Subscribe: iTunes or RSS
Your Daily Recommended Math
We all use mathematics everyday. At least that is what we all like to tell our friends who ask us, “What good is math anyway?” The problem is so much of this everyday mathematics is, how should I say this, non-obvious. No one thinks they are doing mathematics when they figure out the larger peanut butter is not actually a better deal than the smaller size or when they cut across the intersection diagonally to save time or when they decide to ask that friend they don’t really talk to much to spread the word about their new project because that friend has more friends than they do(not that I have any history doing this last one, no history in doing it at all). Sure those are just algebra, geometry, and network analysis problems deep down, but they are also just normal every issues. In this episode of Relatively Prime we look at three regular, everyday problems and use mathematics to make them a bit more comfortable, a bit more pleasant, and, in the case of the first story, a bit more delicious. Oh, and we have a couple quick pieces of advice about how to make pumping gas fun and tipping more secure.

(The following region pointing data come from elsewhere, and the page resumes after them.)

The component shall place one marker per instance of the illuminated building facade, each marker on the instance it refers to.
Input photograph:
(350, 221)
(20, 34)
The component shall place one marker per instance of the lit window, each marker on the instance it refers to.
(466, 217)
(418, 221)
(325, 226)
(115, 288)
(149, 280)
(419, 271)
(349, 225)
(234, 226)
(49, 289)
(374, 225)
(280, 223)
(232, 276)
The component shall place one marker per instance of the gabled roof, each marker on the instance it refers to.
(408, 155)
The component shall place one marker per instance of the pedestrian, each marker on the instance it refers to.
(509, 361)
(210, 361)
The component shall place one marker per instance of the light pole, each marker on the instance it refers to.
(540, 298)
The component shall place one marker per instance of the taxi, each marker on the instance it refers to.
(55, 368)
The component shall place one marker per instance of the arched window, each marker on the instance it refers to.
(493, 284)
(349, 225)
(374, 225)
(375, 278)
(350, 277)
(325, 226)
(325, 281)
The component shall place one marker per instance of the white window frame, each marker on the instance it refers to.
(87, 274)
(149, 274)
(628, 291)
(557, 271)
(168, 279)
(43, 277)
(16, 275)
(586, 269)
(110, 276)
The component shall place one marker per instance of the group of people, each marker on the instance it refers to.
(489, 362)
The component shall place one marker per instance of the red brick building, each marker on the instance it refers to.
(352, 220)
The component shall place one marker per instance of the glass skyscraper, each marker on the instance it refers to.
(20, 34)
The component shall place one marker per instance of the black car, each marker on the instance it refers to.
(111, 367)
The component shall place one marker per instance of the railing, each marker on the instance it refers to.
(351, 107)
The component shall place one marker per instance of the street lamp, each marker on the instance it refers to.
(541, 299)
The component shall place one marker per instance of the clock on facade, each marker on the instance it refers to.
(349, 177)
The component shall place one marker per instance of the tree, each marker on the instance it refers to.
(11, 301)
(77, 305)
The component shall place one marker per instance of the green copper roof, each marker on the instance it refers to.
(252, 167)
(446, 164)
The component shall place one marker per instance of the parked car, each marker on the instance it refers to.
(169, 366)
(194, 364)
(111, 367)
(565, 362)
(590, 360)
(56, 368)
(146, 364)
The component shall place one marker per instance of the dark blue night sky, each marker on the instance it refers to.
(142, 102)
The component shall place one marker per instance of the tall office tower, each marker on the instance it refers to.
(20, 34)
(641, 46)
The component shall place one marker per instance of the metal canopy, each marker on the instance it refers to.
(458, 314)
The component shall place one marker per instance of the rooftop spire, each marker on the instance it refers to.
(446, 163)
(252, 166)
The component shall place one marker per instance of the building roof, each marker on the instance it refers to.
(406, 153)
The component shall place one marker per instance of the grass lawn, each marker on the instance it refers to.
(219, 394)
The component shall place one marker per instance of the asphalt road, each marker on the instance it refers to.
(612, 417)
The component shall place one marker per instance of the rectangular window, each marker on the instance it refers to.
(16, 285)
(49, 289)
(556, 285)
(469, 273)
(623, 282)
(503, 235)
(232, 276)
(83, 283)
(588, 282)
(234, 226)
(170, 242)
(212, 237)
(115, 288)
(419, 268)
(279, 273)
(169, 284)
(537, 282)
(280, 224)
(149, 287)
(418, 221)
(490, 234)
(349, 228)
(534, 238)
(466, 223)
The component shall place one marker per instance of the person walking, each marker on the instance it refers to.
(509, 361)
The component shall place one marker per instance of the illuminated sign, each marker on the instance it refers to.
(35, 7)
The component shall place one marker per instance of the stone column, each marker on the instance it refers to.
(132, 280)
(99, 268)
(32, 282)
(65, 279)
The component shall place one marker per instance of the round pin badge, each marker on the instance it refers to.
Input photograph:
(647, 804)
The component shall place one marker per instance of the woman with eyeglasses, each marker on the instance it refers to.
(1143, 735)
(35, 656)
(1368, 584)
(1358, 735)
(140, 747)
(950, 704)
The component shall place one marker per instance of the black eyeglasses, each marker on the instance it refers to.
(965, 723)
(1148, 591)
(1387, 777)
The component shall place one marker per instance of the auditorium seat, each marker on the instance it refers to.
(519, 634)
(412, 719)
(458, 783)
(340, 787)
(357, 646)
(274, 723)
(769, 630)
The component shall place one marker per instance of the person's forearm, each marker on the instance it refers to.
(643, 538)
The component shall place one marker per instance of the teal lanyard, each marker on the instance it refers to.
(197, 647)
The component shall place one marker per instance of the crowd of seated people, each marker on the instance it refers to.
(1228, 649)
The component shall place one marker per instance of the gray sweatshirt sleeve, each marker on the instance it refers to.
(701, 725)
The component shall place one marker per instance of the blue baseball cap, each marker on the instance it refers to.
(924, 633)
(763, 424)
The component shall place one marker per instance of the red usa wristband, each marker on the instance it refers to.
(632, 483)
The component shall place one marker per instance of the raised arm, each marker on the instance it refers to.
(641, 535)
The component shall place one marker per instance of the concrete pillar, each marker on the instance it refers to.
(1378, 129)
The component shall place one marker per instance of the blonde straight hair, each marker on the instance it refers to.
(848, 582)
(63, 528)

Parker’s Palindromic Pumping
Samuel was talking to Matt Parker, on of the nerds in The Festival of the Spoken Nerd and author of Things to Make or Do in the Fourth Dimension which sadly is only a three dimensional book, and asked him if he had any everyday tasks which mathematics could make better. His answer will change how you pump gas forever.
But I Want That Piece
Say you are living in a new city and you haven’t made any new friends yet and your birthday is coming up. This was the exact situation Samuel was in last year. He still wanted to have a cake though, but as he was by himself Samuel was worried if he cut his cake in the traditional way it would go stale. Enter Alex Bellos, Guardian Columnist, author of Here’s Looking at Euclid, The Grapes of Math, and, with Edmund Harriss, the math coloring book Snowflake Seashell Star, to tell Samuel about Sir Francis Galton’s perfect cake cutting technique.
Of course since Samuel recorded the interview with Alex before his birthday something was going to have to happen to make it not relevant. In this case it was a happy occurrence, Samuel actually made a friend with whom he could celebrate his birthday. Which was awesome, except it meant Alex’s cake cutting method wasn’t going to be too useful. Samuel wasn’t going to have a birthday without a mathematically appropriate cake cut though so he called up Steven Brams to determine how to fairly divide his cake between him and his new friend.
Just Choose a Spot Bob
Of course this meant Samuel needed to go get his birthday cake, and in order to do that he was going to need to find himself a parking spot. For most people this is an everyday problem, but since Samuel usually rolls out of bed and lands in front of his microphone he needed some help to choose the best spot to choose when buying his cake. Thankfully Laura Mclay, who writes the blog Punk Rock Operations Research, had his back or he would probably still be driving around the bakery’s parking lot.
Should We Stay or Should We Go
Imagine this: It is a Thursday night and the pub a few blocks away has an Irish music night you really like, but it is a small pub and when there are a lot of people there you don’t enjoy yourself. Should you go to the pub or should you stay home? This is the exact problem W. Brian Arthur found himself having in Santa Fe with the El Farol Bar in the early 90s and being trained in economics and mathematics Brian did the logical thing, he wrote a paper on it.